To increase the chance of identifying changes in systemic markers between the analyzed groups, we have carefully considered which clinical phenotypes we should include. Since our goal was to investigate risk factors other than IOP that may play a role in the development of glaucoma, we have chosen to include NTG patients who may be more vulnerable to risk factors other than elevated IOP. To investigate whether some factors, on the other hand, prevent vulnerability to elevated IOP, we have selected the clinical phenotype OHT, characterized by having elevated IOP with no evidence of glaucomatous neurodegeneration. Based on our results, it will be interesting in future studies to investigate whether HTG patients (patients with elevated IOP and glaucomatous neurodegeneration) are similar to OHT or NTG patients to further understand why some are more vulnerable to increased IOP than others.

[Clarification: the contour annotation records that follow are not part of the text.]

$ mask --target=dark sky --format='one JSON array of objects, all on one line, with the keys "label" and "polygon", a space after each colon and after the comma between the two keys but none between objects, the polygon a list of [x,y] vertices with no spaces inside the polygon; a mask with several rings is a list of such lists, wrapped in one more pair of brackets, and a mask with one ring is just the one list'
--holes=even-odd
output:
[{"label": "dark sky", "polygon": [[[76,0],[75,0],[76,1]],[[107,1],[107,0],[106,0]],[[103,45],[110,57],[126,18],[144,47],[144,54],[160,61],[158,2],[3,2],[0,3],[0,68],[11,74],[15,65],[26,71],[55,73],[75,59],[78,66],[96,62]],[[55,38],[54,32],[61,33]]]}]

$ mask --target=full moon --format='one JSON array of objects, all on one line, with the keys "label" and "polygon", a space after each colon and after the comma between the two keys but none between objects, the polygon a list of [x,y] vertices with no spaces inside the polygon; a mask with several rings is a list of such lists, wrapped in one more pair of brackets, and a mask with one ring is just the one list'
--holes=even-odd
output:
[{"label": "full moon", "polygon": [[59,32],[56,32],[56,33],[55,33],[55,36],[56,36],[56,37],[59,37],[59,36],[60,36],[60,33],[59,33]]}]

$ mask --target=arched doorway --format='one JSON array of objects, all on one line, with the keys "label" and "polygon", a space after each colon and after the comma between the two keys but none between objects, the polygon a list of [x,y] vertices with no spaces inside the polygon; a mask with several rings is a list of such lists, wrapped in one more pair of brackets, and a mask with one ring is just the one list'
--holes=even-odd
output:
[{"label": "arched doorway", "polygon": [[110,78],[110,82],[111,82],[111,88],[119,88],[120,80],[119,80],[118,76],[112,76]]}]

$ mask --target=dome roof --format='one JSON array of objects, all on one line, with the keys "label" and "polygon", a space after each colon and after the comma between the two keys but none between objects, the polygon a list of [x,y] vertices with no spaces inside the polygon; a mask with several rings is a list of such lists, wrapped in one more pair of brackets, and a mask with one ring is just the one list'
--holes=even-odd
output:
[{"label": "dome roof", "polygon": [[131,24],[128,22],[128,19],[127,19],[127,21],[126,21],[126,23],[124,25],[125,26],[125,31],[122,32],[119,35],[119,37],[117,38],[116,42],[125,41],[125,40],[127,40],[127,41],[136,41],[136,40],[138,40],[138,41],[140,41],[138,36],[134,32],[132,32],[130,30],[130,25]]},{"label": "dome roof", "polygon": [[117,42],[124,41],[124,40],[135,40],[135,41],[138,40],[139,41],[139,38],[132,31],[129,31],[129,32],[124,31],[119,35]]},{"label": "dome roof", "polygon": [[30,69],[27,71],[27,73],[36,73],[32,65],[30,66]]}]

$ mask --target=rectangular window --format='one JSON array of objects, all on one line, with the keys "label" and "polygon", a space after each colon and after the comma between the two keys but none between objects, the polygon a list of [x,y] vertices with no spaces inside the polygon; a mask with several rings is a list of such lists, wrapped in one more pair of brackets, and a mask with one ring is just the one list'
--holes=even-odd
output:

The retina and aqueous humor, both potentially involved in the pathogenesis of glaucoma, are supplied with nutrients from plasma through the blood–retinal barrier and blood–aqueous barrier that control which and the quantity of substances transferred. It may be, that development of or protection against glaucomatous neurodegeneration is not only affected by systemic levels of free radicals and antioxidants but also by the permeability of the barriers which may be affected by pathological conditions. As the current study focused on a highly complex human experimental setup, it was unfortunately not possible to compare plasma levels of free radicals and antioxidants to intraocular levels. Such comparison would indeed be important in future studies, to investigate whether differences and possible pathological explanations for glaucoma relate only to plasma or can also be found in aqueous humor and ocular tissues as a result of transfer across the barriers.